$250,000 reward for Conficker controllers’ scalps

February 16th, 2009

worms_cropThat $250,000 bounty Microsoft has put up for the scalps of the controllers of the globe-spanning Conficker worm seems about right. Conficker, aka Downadup,  has now infected the German military, as well as networks of the UK and French Air Forces and England’s Sheffield Teaching Hospitals. After several weeks of informal collaborations, the world’s top virus hunters have formed an official posse to hunt down these very slick bad guys.

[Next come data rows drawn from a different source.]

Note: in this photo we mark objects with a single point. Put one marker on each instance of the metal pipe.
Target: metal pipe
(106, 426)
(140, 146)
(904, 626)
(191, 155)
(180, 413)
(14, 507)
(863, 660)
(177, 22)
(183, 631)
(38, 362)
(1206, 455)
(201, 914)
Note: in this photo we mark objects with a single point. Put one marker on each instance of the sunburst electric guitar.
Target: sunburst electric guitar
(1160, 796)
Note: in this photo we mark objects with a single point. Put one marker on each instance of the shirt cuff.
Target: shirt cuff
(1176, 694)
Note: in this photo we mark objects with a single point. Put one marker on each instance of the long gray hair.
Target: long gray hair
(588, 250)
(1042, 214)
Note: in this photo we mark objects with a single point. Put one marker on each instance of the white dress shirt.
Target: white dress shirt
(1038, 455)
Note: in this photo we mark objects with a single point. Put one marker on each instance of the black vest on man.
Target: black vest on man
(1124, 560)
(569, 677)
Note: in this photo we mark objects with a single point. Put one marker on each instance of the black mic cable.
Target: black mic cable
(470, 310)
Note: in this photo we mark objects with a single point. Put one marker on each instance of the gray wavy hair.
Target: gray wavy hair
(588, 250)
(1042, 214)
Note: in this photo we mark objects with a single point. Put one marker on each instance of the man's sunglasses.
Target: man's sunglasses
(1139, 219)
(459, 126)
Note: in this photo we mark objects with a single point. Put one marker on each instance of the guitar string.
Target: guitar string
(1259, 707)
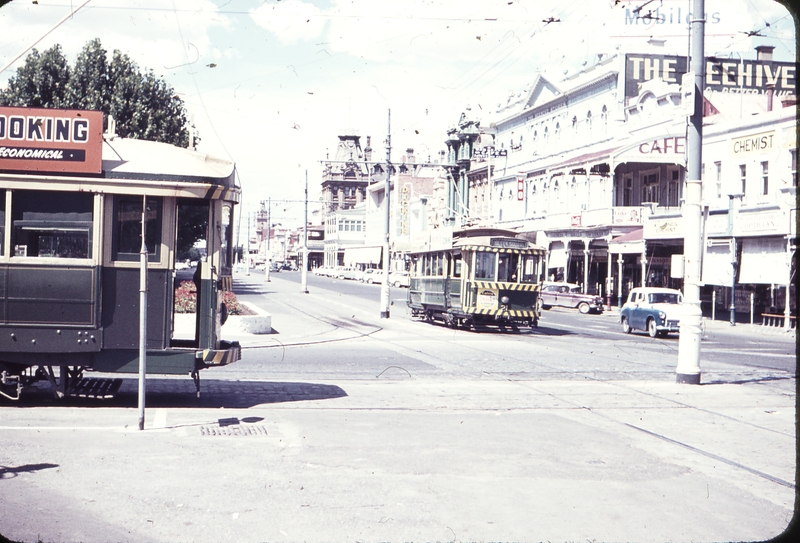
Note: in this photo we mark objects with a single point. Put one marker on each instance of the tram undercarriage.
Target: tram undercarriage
(68, 379)
(501, 321)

“By sharing resources and expertise, this collaborative cross-industry effort is not only protecting infected systems from further damage, but also providing security to the Internet community on the whole,” says Vincent Weafer, VP Symantec Security Response

SRI International’s Phillip Porras, Hassen Saidi, and Vinod Yegneswaran have authored this detailed breakdown of how Conficker spreads so effectively,  why it is so proficient  at preventing  infected PCs from being cleaned up, and how the controllers have been able to maintain control access.

At least 1 million PCs, perhaps as many as 10 million have been infected. I still can’t get any consensus from security researchers, who differ on how to extrapolate some of the numbers intercepted from a counting mechanism that’s part of the worm. Each day, each Conficker-infected PC continues to try to connect sequentially with a list of 250 domains for further instructions. Each day this list of 250 domains – each one a potential command and control server – refreshes. As laudable as the good-guys’ efforts are to pre-register domains, there remains no way to block the controllers’ access completely.

Bottom line: the controllers can, at any time, deploy parts, or all, of a massive botnet, 1 million to 12 million strong, to do their bidding.

John Markhoff, of the New York Times, calls Conficker “a ticking time bomb.” He wrote in this Feb . 14 story that Conficker “now has the power to lash together those infected computers into a vast supercomputer called a botnet that can be controlled clandestinely by its creators. What comes next remains a puzzle. Conficker could be used as the world’s most powerful spam engine, perhaps to distribute software programs to trick computer users into purchasing fake antivirus protection. Or much worse. It might also be used to shut off entire sections of the Internet. But whatever happens, Conficker has demonstrated that the Internet remains highly vulnerable to a concerted attack.”

I think Josu Franco, Panda Security’s director of business development, has it pegged right. The controllers will keep stockpiling infected PCs until the heat dies down. They can afford to be patient. Their focus is on making sure they can tap into this vast store of bots, selling on-demand botnet processing power as a hosted cloud computing service. “This is basically free infrastructure for them,” says Franco.